8/1/2012 | Redazione Advisor

La strategia “aspetta e spera” utilizzata fino ad ora in Europa per uscire dalla crisi del debito ha ormai fatto il suo tempo. Ecco l’analisi di Steen Jakobsen, Chief Economist di Saxo Bank, sulla crisi del debito in Europa


 

La strategia “aspetta e spera” utilizzata fino ad ora in Europa per uscire dalla crisi del debito ha ormai fatto il suo tempo e non c’è più spazio per le decisioni politiche. Il problema di breve periodo - avverte l’analisi di Steen Jakobsen, Chief Economist di Saxo Bank, sulla crisi del debito in Europa - è che la Germania non può ratificare l’ESM prima di settembre (quando la Corte Costituzionale Tedesca avrà emesso una sentenza) e l’intervento tramite l’EFSF non può risultare efficace. 
 
 
La rendita spagnola non ha limite superiore e molti dimenticano che il mercato del debito sovrano spagnolo non è più un mercato reale. Ci sono solo due compratori netti: la Bce e le banche spagnole, che usano la liquidità fornita dalla stessa Banca centrale europea. È un circuito chiuso in cui interagisce sempre meno denaro.
La Banca di Spagna ha evidenziato una crescita deludente, con un -0.4% nel Q1 e -1.0% atteso per il Q2. Servirà un miracolo perché la Spagna raggiunga il deficit progettato e promesso del 3.0% rispetto al PIL nel 2015 e anche nel 2020 senza riforme importanti.
 
 
Dal report, emerge dunque un’Europa di diritti. In Spagna, e in qualche modo anche in Italia e in Grecia, il problema non consiste necessariamente nel fatto che non siano state messe in atto le giuste riforme. Piuttosto, sono state la riluttanza e l’incapacità di applicare la legge ad impedire a così tanti in Europa di fare “la cosa giusta”.

 
Lo stesso modello di “assistenza sociale” che l’Europa cerca di imporre gratuitamente alle nazioni “meno fortunate” è arrivato ad indebolire le società europee.
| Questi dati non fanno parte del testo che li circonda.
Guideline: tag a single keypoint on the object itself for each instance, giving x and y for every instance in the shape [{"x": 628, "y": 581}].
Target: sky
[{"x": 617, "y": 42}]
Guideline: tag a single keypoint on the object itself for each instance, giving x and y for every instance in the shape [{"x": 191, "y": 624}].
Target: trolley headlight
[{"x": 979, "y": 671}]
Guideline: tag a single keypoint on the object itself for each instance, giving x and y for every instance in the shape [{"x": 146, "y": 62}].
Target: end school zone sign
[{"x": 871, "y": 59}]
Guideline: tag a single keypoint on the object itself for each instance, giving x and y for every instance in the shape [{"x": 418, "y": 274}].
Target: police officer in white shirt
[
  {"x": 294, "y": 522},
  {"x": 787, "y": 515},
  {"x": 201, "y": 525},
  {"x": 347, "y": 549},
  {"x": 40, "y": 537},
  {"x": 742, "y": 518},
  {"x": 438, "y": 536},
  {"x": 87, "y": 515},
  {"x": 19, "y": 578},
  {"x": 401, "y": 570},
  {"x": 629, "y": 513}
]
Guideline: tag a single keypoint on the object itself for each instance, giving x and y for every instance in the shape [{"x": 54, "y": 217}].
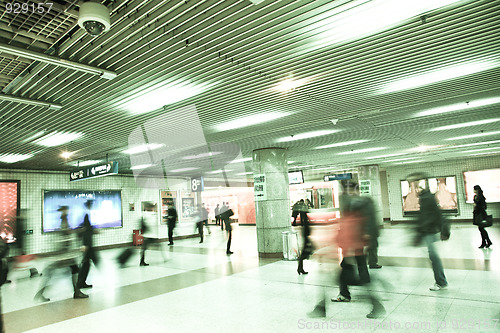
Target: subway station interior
[{"x": 116, "y": 112}]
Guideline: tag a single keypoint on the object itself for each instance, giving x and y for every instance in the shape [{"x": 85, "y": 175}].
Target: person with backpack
[{"x": 430, "y": 223}]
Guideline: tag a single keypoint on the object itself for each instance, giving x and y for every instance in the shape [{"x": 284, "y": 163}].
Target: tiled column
[
  {"x": 372, "y": 173},
  {"x": 272, "y": 212}
]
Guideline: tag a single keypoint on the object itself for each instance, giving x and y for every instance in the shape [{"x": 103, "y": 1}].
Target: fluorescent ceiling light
[
  {"x": 476, "y": 144},
  {"x": 459, "y": 106},
  {"x": 203, "y": 155},
  {"x": 85, "y": 163},
  {"x": 361, "y": 151},
  {"x": 327, "y": 168},
  {"x": 424, "y": 148},
  {"x": 143, "y": 148},
  {"x": 245, "y": 159},
  {"x": 218, "y": 171},
  {"x": 362, "y": 18},
  {"x": 13, "y": 158},
  {"x": 410, "y": 162},
  {"x": 141, "y": 166},
  {"x": 462, "y": 125},
  {"x": 307, "y": 135},
  {"x": 478, "y": 135},
  {"x": 384, "y": 156},
  {"x": 490, "y": 153},
  {"x": 45, "y": 58},
  {"x": 249, "y": 121},
  {"x": 400, "y": 159},
  {"x": 160, "y": 95},
  {"x": 183, "y": 169},
  {"x": 289, "y": 84},
  {"x": 57, "y": 138},
  {"x": 482, "y": 149},
  {"x": 67, "y": 154},
  {"x": 438, "y": 75},
  {"x": 339, "y": 144},
  {"x": 29, "y": 101}
]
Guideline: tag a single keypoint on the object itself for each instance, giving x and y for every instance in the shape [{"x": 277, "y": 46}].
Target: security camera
[{"x": 94, "y": 18}]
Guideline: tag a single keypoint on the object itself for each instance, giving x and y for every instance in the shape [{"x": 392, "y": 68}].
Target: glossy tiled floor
[{"x": 194, "y": 287}]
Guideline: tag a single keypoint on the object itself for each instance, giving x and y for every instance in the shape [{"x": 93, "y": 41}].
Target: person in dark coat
[
  {"x": 87, "y": 233},
  {"x": 307, "y": 247},
  {"x": 295, "y": 212},
  {"x": 171, "y": 222},
  {"x": 225, "y": 214},
  {"x": 217, "y": 216},
  {"x": 479, "y": 214},
  {"x": 430, "y": 222}
]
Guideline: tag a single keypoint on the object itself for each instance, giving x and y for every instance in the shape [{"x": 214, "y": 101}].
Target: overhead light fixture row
[
  {"x": 468, "y": 124},
  {"x": 471, "y": 136},
  {"x": 56, "y": 138},
  {"x": 13, "y": 158},
  {"x": 103, "y": 73},
  {"x": 29, "y": 101},
  {"x": 307, "y": 135},
  {"x": 459, "y": 106}
]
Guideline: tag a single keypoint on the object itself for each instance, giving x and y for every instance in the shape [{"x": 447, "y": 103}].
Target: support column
[
  {"x": 272, "y": 203},
  {"x": 369, "y": 176}
]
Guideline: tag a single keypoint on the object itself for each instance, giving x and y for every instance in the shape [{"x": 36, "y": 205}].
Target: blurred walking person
[
  {"x": 226, "y": 214},
  {"x": 65, "y": 258},
  {"x": 307, "y": 246},
  {"x": 430, "y": 222},
  {"x": 217, "y": 216},
  {"x": 147, "y": 225},
  {"x": 171, "y": 222},
  {"x": 479, "y": 214},
  {"x": 87, "y": 233}
]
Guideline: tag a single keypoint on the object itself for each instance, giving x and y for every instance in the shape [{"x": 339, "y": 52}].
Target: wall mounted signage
[
  {"x": 105, "y": 169},
  {"x": 339, "y": 176}
]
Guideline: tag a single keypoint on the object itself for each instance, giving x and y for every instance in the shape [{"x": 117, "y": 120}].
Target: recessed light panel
[
  {"x": 439, "y": 75},
  {"x": 339, "y": 144},
  {"x": 57, "y": 138},
  {"x": 143, "y": 148},
  {"x": 478, "y": 135},
  {"x": 249, "y": 121},
  {"x": 361, "y": 18},
  {"x": 468, "y": 124},
  {"x": 13, "y": 158},
  {"x": 183, "y": 169},
  {"x": 361, "y": 151},
  {"x": 307, "y": 135},
  {"x": 459, "y": 106},
  {"x": 140, "y": 166},
  {"x": 160, "y": 95}
]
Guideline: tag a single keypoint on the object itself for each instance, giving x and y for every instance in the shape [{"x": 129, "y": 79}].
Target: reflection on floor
[{"x": 192, "y": 287}]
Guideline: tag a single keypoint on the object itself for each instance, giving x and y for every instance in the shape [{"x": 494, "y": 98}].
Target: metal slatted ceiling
[{"x": 245, "y": 50}]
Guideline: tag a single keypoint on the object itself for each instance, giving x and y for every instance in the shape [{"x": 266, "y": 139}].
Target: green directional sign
[{"x": 99, "y": 170}]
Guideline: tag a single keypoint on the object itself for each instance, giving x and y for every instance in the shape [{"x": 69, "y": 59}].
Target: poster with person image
[{"x": 444, "y": 188}]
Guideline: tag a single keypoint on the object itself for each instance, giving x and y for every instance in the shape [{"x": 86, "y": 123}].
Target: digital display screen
[
  {"x": 9, "y": 209},
  {"x": 106, "y": 210},
  {"x": 443, "y": 188},
  {"x": 295, "y": 177},
  {"x": 489, "y": 180}
]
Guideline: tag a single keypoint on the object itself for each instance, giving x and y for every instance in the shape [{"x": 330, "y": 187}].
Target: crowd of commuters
[{"x": 357, "y": 238}]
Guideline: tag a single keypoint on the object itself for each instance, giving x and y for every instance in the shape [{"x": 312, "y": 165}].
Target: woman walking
[{"x": 480, "y": 215}]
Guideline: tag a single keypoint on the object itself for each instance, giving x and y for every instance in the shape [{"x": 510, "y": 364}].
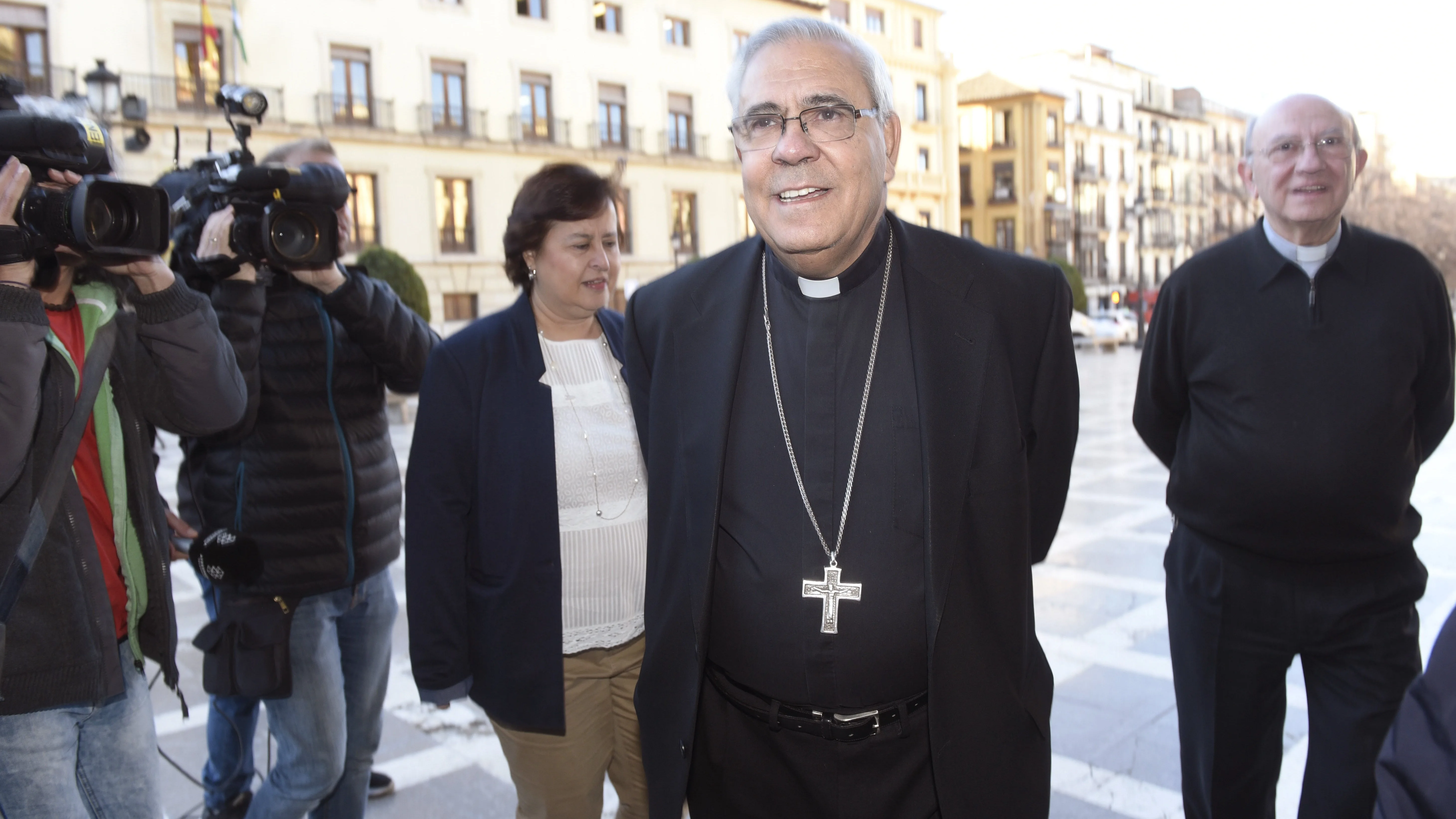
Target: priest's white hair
[{"x": 810, "y": 30}]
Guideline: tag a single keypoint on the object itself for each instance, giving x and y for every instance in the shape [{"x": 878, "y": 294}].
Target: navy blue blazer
[{"x": 481, "y": 531}]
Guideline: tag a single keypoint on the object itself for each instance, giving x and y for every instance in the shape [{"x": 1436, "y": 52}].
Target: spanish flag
[{"x": 210, "y": 41}]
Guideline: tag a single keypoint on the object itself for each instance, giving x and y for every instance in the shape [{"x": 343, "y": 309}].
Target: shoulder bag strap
[{"x": 95, "y": 369}]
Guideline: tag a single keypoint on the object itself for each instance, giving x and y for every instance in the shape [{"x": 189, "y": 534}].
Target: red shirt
[{"x": 68, "y": 327}]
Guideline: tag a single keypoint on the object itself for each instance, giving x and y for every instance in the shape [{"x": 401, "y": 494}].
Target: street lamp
[
  {"x": 1141, "y": 210},
  {"x": 104, "y": 91}
]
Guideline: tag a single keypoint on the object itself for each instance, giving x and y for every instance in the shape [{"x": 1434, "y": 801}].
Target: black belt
[{"x": 829, "y": 723}]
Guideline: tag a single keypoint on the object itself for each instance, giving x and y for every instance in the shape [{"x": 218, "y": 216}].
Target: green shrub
[
  {"x": 1079, "y": 295},
  {"x": 392, "y": 269}
]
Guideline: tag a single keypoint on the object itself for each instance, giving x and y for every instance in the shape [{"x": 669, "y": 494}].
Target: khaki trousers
[{"x": 560, "y": 777}]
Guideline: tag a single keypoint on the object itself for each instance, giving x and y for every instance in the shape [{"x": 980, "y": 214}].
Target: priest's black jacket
[{"x": 998, "y": 391}]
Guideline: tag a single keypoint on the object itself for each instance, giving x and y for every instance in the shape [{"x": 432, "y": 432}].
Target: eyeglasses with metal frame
[
  {"x": 1330, "y": 149},
  {"x": 822, "y": 124}
]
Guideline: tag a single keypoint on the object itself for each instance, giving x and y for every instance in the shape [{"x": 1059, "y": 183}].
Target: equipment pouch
[{"x": 245, "y": 651}]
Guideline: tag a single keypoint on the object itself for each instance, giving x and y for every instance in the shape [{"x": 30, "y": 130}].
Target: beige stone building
[
  {"x": 1014, "y": 176},
  {"x": 440, "y": 108}
]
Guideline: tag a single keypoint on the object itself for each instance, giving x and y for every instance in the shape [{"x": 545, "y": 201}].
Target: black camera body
[
  {"x": 101, "y": 216},
  {"x": 283, "y": 218}
]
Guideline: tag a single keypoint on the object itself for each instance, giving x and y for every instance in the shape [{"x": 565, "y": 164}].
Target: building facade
[
  {"x": 440, "y": 108},
  {"x": 1154, "y": 171},
  {"x": 1013, "y": 176}
]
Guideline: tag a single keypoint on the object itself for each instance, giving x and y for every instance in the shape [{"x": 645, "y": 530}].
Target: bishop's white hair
[{"x": 809, "y": 30}]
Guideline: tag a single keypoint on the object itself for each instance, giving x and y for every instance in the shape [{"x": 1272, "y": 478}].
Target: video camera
[
  {"x": 101, "y": 216},
  {"x": 283, "y": 218}
]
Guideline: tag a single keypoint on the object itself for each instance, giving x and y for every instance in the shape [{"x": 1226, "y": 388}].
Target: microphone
[{"x": 226, "y": 557}]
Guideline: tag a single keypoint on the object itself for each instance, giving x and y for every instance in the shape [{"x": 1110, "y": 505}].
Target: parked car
[
  {"x": 1116, "y": 326},
  {"x": 1082, "y": 327}
]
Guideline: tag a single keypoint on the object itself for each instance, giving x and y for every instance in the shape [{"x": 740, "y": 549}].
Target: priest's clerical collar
[
  {"x": 1308, "y": 257},
  {"x": 868, "y": 263}
]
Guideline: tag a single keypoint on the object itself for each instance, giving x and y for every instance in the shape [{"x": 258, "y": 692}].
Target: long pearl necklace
[{"x": 592, "y": 454}]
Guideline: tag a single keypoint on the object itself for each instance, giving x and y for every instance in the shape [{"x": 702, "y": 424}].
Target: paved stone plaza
[{"x": 1100, "y": 615}]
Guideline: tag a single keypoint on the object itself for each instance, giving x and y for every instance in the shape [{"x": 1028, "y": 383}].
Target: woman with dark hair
[{"x": 526, "y": 516}]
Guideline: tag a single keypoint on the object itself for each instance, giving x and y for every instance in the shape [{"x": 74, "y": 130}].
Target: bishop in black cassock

Il problema riguarda la definizione della parola stessa: un diritto è un beneficio di cui molti ritengono di poter usufruire automaticamente, che lo abbiano o meno guadagnato in qualche modo.

 
Insomma, il quadro ci dice che l'Europa di diritti, è un'Europa destinata a fallire quasi per definizione. La grande “maggioranza” dei possessori dei diritti (pensionati, disoccupati, imprese che hanno bisogno del sostegno statale) cresce di giorno in giorno mentre il sistema fallisce.
 
 
Sul fronte Francia, in dettaglio, il presidente francese Hollande sta cercando di cavarsela con quella che in termini economici è una missione suicida – ulteriore abbassamento dell’età pensionistica, divieto di licenziamenti e riforme sociali nel paese europeo che spende già moltissimo sulle pensioni.
 

Nel frattempo, Angela Merkel e la Germania (e la maggior parte del nord Europa al loro fianco) cercano di dettare programmi di riforme basati sull’austerità che consentirebbero alle zone periferiche di preservare la strada verso la prosperità. Quando ci si trova in una spirale di deflazione del debito, mantenerlo vivo e allo stesso tempo cercare di risparmiare sulla spesa pubblica è la ricetta per il disastro. Il gioco “prolunga il debito e continua a far finta di poterlo pagare” si deve fermare: prima ci si rende conto delle perdite, più basso sarà il costo finale.

 
A questa situazione, aggiungiamo un’Italia che rimarrà presto senza governo e deve rifinanziare un trilione nei prossimi di due anni, e gli Stati Uniti che sono riluttanti a mettere in atto un QE3 visto lo scarso successo del QE e del QE2, e abbiamo le condizioni di quella che abbiamo deciso di chiamare “Estate di malcontento”.
 
 
È questo il prezzo dell’approccio “aspetta e spera”: le situazioni microeconomiche positive vengono affievolite da quelle macro negative. Questa è la lezione che il mercato ha cercato di insegnare ai politici, che, però, continuano a fare promesse a vuoto e a far passare per piani dei “non piani”.